There appears to be a factual issue as to whether officers did in fact search the vehicle described in the warrant — a maroon Oldsmobile. Since there is no factual determination to review on this issue, the error is not manifest, and this issue is not reviewable, as presented, on appeal. Busig, 119 Wn. App. at 391.
Even on the merits, Mr. Brown's claim fails. See Lynn, 67 Wn. App. at 345 (reviewing the merits as the third step in the analysis of alleged constitutional error raised for the first time on appeal); State v. Morse, 156 Wn.2d 1, 5, 123 P.3d 832 (2005) (holding that control of property is a question of law in a consent search context).
The particularity required in a warrant for the search of a vehicle is the same as that required for a residence. See State v. Cohen, 19 Wn. App. 600, 604, 576 P.2d 933 (1978). When a warrant contains errors, the burden is on the party challenging the warrant to show that errors could have resulted in a search of the wrong premises. State v. Fisher, 96 Wn.2d 962, 967, 639 P.2d 743 (1982); see also State v. Smith, 39 Wn. App. 642, 649, 694 P.2d 660 (1984) (upholding a search where the incorrect town was identified in the warrant where the defendant made no showing that a similar address existed that could have been mistakenly searched or even that a street of the same name existed in the wrongly identified town). The test is not whether an officer could hypothetically or theoretically search the wrong premises, but whether, under the circumstances presented, an officer could reasonably determine the correct premises to be searched. State v. Bohan, 72 Wn. App. 335, 339-40, 864 P.2d 26 (1993). If an officer can so determine, the warrant is valid. Id.

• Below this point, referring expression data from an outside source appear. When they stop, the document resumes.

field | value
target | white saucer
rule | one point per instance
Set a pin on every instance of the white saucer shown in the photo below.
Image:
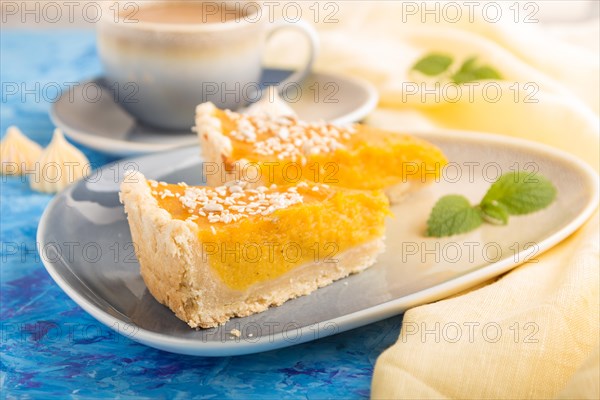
(98, 122)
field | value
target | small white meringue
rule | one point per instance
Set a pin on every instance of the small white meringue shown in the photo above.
(18, 153)
(60, 164)
(271, 105)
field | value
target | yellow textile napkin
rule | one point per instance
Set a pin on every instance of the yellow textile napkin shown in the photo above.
(547, 312)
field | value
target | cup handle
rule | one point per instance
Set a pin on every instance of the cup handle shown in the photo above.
(311, 34)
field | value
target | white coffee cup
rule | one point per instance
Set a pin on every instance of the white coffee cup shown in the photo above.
(162, 70)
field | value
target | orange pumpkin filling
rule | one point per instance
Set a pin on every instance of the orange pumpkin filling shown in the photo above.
(250, 236)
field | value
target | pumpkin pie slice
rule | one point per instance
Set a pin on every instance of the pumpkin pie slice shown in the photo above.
(265, 149)
(213, 253)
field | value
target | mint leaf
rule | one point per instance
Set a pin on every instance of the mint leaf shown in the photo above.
(451, 215)
(494, 213)
(469, 72)
(433, 64)
(520, 193)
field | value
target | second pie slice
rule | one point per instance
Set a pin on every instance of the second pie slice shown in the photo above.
(263, 149)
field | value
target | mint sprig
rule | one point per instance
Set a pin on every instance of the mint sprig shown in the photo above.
(514, 193)
(451, 215)
(435, 64)
(469, 71)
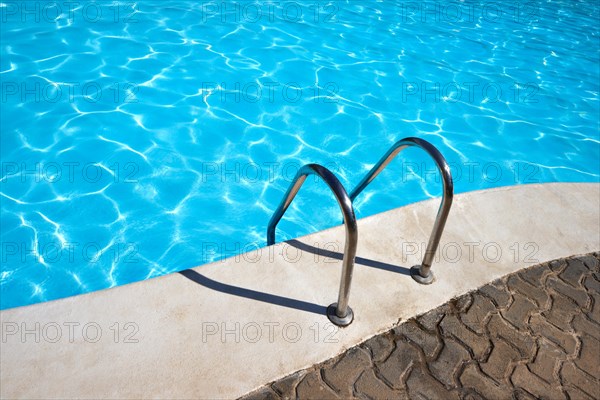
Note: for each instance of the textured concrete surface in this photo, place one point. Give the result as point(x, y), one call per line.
point(534, 334)
point(225, 329)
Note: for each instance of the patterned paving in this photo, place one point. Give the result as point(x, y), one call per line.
point(532, 334)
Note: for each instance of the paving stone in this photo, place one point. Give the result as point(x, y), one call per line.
point(500, 363)
point(476, 317)
point(380, 346)
point(524, 379)
point(520, 394)
point(428, 342)
point(536, 276)
point(422, 386)
point(347, 369)
point(579, 295)
point(519, 311)
point(562, 312)
point(557, 265)
point(523, 342)
point(576, 394)
point(449, 362)
point(431, 319)
point(395, 369)
point(496, 343)
point(592, 262)
point(537, 294)
point(264, 393)
point(592, 284)
point(547, 361)
point(312, 387)
point(565, 340)
point(373, 388)
point(286, 387)
point(497, 292)
point(581, 380)
point(472, 378)
point(574, 272)
point(583, 326)
point(594, 314)
point(589, 353)
point(478, 344)
point(462, 303)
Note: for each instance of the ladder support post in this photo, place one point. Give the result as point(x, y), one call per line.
point(420, 273)
point(340, 312)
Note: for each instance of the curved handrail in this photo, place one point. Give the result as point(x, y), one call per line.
point(339, 313)
point(422, 273)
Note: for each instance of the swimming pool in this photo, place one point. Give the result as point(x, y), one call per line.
point(144, 138)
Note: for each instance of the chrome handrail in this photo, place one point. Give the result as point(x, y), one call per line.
point(339, 313)
point(421, 273)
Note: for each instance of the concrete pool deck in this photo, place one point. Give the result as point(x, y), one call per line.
point(225, 329)
point(532, 334)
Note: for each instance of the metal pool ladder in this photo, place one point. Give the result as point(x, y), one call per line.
point(421, 273)
point(340, 313)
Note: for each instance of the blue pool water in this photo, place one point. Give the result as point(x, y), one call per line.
point(139, 139)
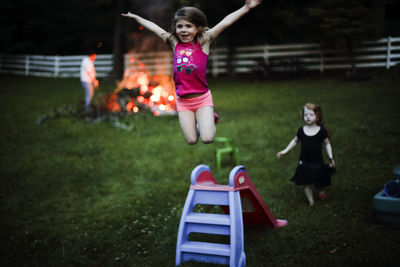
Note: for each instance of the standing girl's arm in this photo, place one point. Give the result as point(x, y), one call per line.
point(231, 18)
point(160, 32)
point(291, 145)
point(328, 149)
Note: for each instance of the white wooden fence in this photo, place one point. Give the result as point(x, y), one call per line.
point(52, 66)
point(383, 53)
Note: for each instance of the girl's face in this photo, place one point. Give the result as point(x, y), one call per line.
point(186, 31)
point(309, 117)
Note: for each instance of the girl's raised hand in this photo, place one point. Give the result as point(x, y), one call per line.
point(129, 15)
point(253, 3)
point(279, 154)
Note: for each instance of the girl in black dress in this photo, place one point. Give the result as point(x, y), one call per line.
point(311, 169)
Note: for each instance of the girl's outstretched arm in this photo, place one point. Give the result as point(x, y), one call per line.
point(291, 145)
point(160, 32)
point(328, 149)
point(232, 18)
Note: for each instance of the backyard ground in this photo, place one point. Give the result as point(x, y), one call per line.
point(75, 192)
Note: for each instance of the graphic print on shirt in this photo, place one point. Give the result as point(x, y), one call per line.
point(184, 61)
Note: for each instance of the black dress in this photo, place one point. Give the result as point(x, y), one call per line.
point(311, 168)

The warrant here describes the item to be searched as a "[m]aroon Oldsmobile car, located at 2950 Sunset Highway, East Wenatchee, Douglas County WA" which "is used and controlled by Larry Scott Brown." CP at 5. Although Mr. Brown at times denied ownership of the searched vehicle, he told Mr. Nyblod and Detective Helvey before the Oldsmobile was searched that he had lost its keys, implying he had control over the vehicle.
On this record, Mr. Brown cannot meet his burden to show that, under the circumstances, the officers would not be able to correctly identify the vehicle searched. There was only one Oldsmobile on the scene, which was variously described at trial as dark-colored, black, brown, and maroon. And, there was some indication that Mr. Brown at one time had a key.
Affirmed.
A majority of the panel has determined that this opinion will not be printed in the Washington Appellate Reports but it will be filed for public record pursuant to RCW 2.06.040.
Kulik, J. and Kato, J. Pro Tem., CONCUR.